Get data from an input datasource, apply a transformation on it, and store the result in the output datasource.

If both input and output are on the same server (except for ClickHouse), the transformation will be executed as a single SQL Query. Otherwise, the result of the transformation will be stored into a file which will be loaded into the destination datasource.

Parameters:

inputDataSource: Name of the input DataSource
outputDataSource : Name of the output DataSource
outputDw [Optional]: If the outputDataSource does not already exist and if this param is defined, the outputDataSource will be created in this dw, otherwise, it will be created in the dw of the inputDataSource
outputFolder: Name of the output folder where to create output DataSource if it does not exist
transformation: Description of the transformation to apply. Must have 3 children: select, groupby and where.
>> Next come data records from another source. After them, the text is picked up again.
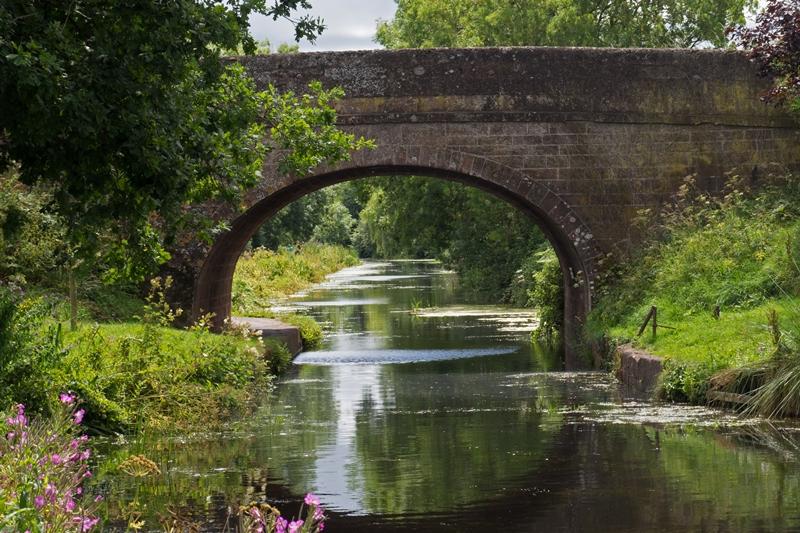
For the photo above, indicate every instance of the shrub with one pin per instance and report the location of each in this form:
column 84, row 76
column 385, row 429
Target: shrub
column 29, row 349
column 262, row 276
column 277, row 355
column 731, row 251
column 682, row 381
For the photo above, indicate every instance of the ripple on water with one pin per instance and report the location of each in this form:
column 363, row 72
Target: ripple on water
column 375, row 357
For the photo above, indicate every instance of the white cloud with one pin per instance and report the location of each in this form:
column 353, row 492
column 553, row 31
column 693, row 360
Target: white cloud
column 350, row 25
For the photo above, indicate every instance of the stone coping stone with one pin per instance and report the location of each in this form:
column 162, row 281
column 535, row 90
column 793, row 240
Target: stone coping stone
column 271, row 328
column 638, row 369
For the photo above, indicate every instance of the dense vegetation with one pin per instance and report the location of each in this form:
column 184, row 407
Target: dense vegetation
column 114, row 121
column 715, row 272
column 619, row 23
column 723, row 272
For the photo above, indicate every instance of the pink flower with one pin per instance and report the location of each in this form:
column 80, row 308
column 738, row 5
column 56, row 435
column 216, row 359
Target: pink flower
column 89, row 523
column 66, row 398
column 20, row 419
column 281, row 524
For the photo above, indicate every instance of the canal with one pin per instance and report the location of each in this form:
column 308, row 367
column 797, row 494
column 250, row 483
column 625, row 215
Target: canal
column 427, row 411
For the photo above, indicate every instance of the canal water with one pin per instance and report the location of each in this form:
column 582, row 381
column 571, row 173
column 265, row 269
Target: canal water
column 424, row 411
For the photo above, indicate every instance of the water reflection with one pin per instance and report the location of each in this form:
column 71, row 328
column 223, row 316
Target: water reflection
column 487, row 440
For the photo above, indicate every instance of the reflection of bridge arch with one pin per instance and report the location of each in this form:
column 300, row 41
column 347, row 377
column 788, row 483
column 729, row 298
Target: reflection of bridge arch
column 581, row 139
column 568, row 235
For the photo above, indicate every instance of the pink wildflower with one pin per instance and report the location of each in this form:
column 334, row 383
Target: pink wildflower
column 89, row 523
column 281, row 524
column 66, row 398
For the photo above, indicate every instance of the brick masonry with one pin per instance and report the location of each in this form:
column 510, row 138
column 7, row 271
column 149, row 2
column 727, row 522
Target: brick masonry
column 580, row 139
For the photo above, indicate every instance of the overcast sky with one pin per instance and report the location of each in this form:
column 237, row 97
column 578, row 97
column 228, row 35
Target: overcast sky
column 350, row 25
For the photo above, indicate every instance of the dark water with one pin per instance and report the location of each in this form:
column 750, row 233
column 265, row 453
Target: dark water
column 448, row 419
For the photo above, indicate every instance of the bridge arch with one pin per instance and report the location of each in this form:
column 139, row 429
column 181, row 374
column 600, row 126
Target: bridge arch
column 568, row 234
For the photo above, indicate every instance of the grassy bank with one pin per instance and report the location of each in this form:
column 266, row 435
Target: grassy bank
column 264, row 276
column 738, row 254
column 131, row 375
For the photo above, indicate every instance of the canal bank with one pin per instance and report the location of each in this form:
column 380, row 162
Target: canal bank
column 424, row 410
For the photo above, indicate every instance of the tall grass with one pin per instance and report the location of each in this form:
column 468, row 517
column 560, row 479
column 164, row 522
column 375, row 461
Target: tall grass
column 734, row 252
column 264, row 276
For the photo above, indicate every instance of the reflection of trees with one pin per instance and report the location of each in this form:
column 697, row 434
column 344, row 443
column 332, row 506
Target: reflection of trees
column 443, row 446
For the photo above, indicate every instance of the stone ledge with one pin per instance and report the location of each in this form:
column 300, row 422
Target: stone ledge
column 637, row 369
column 271, row 328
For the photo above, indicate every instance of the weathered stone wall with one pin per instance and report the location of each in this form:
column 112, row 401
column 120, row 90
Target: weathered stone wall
column 581, row 139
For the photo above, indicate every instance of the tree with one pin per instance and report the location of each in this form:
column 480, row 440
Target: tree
column 617, row 23
column 125, row 109
column 774, row 43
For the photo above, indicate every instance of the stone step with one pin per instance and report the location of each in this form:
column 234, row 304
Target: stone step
column 272, row 328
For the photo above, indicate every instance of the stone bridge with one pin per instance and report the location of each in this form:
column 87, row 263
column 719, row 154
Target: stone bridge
column 580, row 139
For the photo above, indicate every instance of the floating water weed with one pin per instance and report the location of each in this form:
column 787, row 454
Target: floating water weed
column 264, row 518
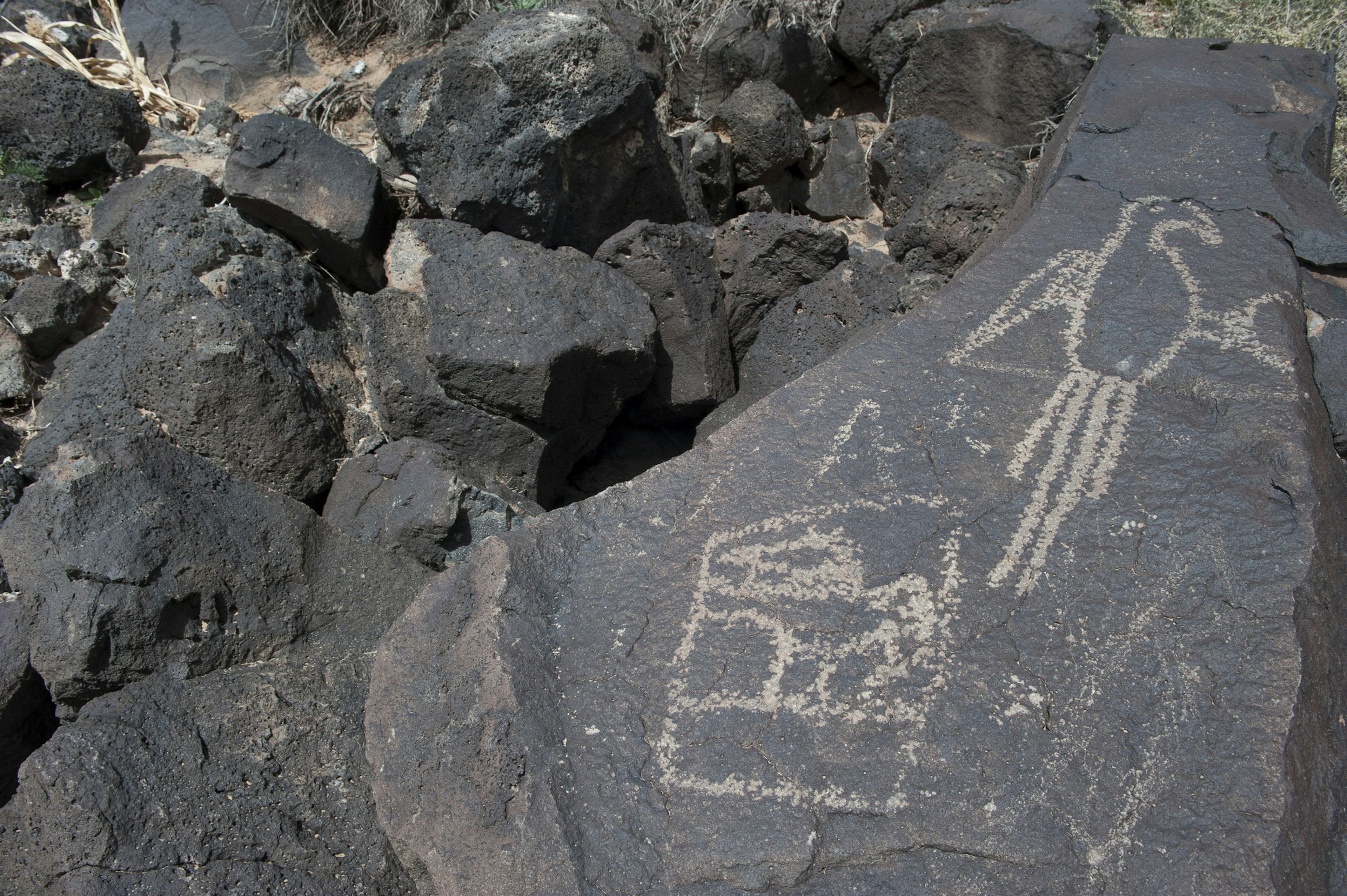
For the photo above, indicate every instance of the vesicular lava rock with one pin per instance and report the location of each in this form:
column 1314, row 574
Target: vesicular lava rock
column 1038, row 591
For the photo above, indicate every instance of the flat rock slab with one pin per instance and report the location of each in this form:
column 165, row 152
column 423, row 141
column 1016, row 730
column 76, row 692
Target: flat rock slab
column 1038, row 591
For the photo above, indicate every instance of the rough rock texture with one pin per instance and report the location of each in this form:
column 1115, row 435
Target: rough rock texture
column 958, row 213
column 675, row 264
column 539, row 124
column 811, row 326
column 766, row 130
column 749, row 43
column 321, row 193
column 62, row 123
column 411, row 498
column 764, row 258
column 134, row 557
column 1038, row 591
column 43, row 310
column 511, row 356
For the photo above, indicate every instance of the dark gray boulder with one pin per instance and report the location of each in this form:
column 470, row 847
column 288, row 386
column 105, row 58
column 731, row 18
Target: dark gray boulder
column 539, row 124
column 62, row 123
column 411, row 498
column 550, row 343
column 45, row 310
column 22, row 200
column 749, row 43
column 321, row 193
column 766, row 131
column 764, row 258
column 816, row 324
column 675, row 264
column 960, row 212
column 133, row 557
column 1039, row 591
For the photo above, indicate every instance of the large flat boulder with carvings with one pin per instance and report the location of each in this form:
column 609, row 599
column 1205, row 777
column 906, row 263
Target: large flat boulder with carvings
column 1038, row 591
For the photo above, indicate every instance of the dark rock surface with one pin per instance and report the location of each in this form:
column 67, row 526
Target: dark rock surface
column 523, row 103
column 764, row 258
column 817, row 323
column 62, row 123
column 766, row 130
column 749, row 43
column 43, row 310
column 411, row 498
column 321, row 193
column 134, row 557
column 675, row 264
column 1038, row 591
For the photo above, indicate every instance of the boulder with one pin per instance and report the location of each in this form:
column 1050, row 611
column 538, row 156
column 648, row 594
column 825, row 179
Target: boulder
column 764, row 258
column 539, row 124
column 816, row 324
column 549, row 341
column 749, row 43
column 134, row 557
column 958, row 213
column 1039, row 591
column 321, row 193
column 766, row 131
column 22, row 200
column 64, row 124
column 45, row 310
column 411, row 498
column 675, row 264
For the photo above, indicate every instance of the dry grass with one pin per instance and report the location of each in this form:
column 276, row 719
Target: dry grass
column 125, row 72
column 1319, row 25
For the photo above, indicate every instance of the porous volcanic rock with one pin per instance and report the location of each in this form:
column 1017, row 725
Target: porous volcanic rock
column 539, row 124
column 749, row 43
column 64, row 124
column 675, row 264
column 321, row 193
column 411, row 498
column 1040, row 589
column 766, row 256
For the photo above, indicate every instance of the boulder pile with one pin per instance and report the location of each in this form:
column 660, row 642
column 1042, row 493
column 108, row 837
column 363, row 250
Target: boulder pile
column 792, row 468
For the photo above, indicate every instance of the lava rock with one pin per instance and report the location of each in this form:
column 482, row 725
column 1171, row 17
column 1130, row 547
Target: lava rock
column 816, row 324
column 960, row 211
column 321, row 193
column 22, row 198
column 45, row 310
column 923, row 620
column 675, row 264
column 411, row 498
column 62, row 123
column 135, row 557
column 539, row 124
column 749, row 43
column 764, row 258
column 712, row 162
column 162, row 188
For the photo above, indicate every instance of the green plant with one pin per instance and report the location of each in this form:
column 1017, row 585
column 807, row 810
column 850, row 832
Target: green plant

Describe the transformation to apply¶

Select node¶

Parameters are:

name: name of the column
agg [Optional]: aggregation function to use if a groupby is defined. Values are: sum, avg, min, max, dcount
alias [Optional]: alias for the column in the output

Groupby node¶

Parameters

name: name of the column

Where node¶

List of where conditions. Each entry must have the following parameters:

name: name of the column
op: operator in the condition. Values are: '==', '<>', ">", ">=", "<", "<=", "in","!in","is_defined","is_not_defined","is_empty","is_not_empty","contains","!contains","is_true","is_false"
value: value in the condition

SQLStep¶

Run a SQL query in a datawarehouse and store the result in a table of a datawarehouse. Input and output can be two different datawarehouses of the same one.

Parameters:

inputDw : Name of the input dw
outputDw : Name of the output dw
outputDatasource: Name of the output datasource (created if not found)
outputFolder: Name of the output folder where to create datasources that does not exist
query: The SQL query

Full sync step¶

Synchronize a list of datasources from a dw to another one.

Destination datasources will have the same names as input datasources, but you must define a postfix or prefix to differenciate input and output.

Parameters:

outputDw: Name of the output dw
inputDataSources: List of datasources to synchronize
outputDataSourcesPrefix: Prefix to append to the names of datasources in the output
outputDataSourcesPostfix: Postfix to append to the names of datasources in the output
outputFolder: Folder where output datasource (not found) will be created.